Hi Amar,
NOTE: I'm on 3.2.0 and not 3.2.1 at the moment but I can switch to 3.2.1 if needed. My Delta Lake and Scala versions are the same.
The code I'm using the recreate this issue is at the bottom for reference.
I'm trying to recreate your issue but I'm actually running into a different error when trying to recreate it. Here is the error I'm getting:
"org.apache.spark.sql.AnalysisException: Attempting to change metadata when 'dataChange' option is set to false during Create a Delta table"
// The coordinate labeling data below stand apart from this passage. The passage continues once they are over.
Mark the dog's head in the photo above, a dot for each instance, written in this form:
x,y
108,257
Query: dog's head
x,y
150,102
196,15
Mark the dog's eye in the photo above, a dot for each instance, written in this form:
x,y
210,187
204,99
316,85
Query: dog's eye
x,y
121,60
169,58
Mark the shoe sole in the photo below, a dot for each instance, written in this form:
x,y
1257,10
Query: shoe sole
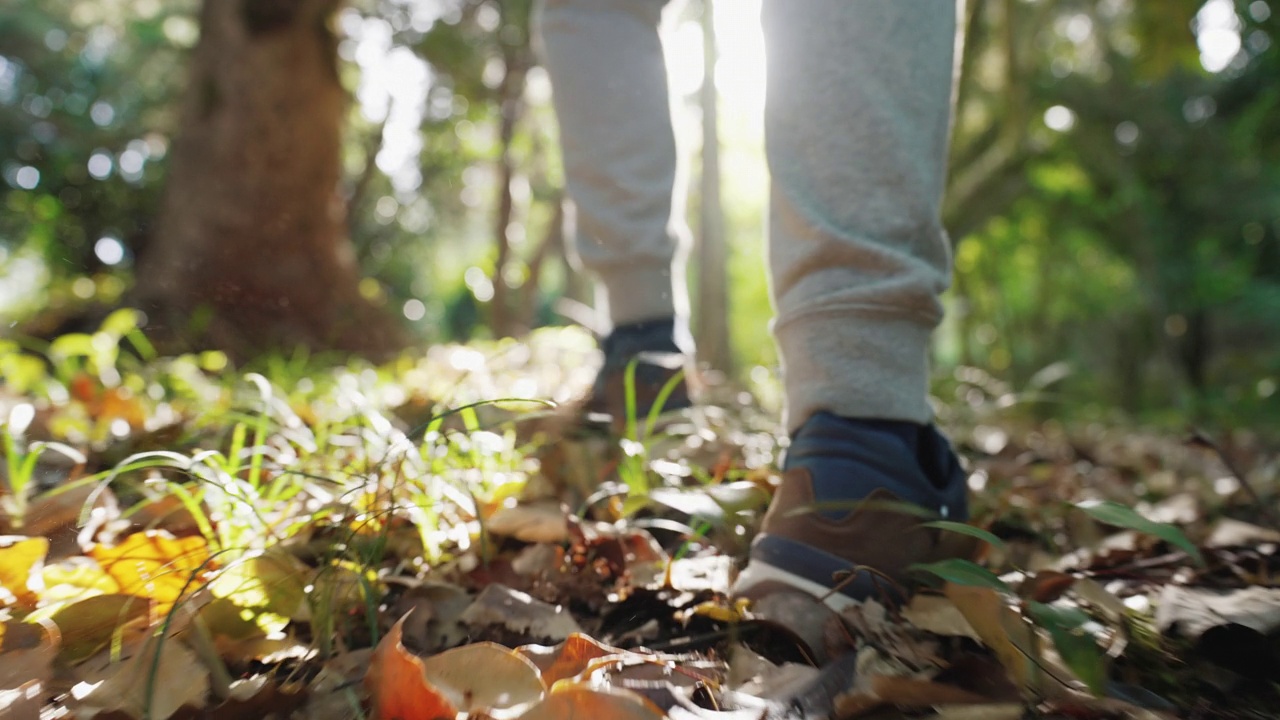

This indicates that it is trying to create a delta table instead of updating the one that's exists and updating the current table is what you should do. I noticed in your code you are using hdfsLocationInner instead of hdfsLocation when updating the table. You should change the Delta Lake table as a whole and use theLocation. Here are two articles on the subject of using replaceWhere to change values on a Delta Lake table. Both access the table as a whole and the second is specific to partitions which I think is what you are doing.
Could you try the following statement and see if you get the expected result? It solved the issue for me in the simple case I built. I believe you can also remove the dataChange option if you like.
df.repartition(numberOfPartitions).write.option("dataChange", "false").format("delta").mode("overwrite").option("replaceWhere", partition).save(hdfsLocation)
If this doesn't solve your issue. Please let me know. Thanks!
John
The code I'm using to recreate the issue:
val columns = Seq("language","users_count")
val data = Seq(("Java", "20000"), ("Python", "100000"), ("Scala", "3000"))
val rdd = spark.sparkContext.parallelize(data)
val dfFromRDD1 = rdd.toDF("language","users_count")
dfFromRDD1.printSchema()
val theLocation = "/my/delta/path"
val theLocationInner = "/my/delta/path/language=Scala"
dfFromRDD1.write.format("delta").mode("overwrite").option("overwriteSchema", "true").partitionBy("language")save(theLocation)
val partition = "language = 'Scala'"
val numberOfPartitions = 1
val df = spark.read.format("delta").load(theLocation).where(partition)
df.repartition(numberOfPartitions).write.option("dataChange", "false").format("delta").mode("overwrite").option("replaceWhere", partition).save(theLocationInner)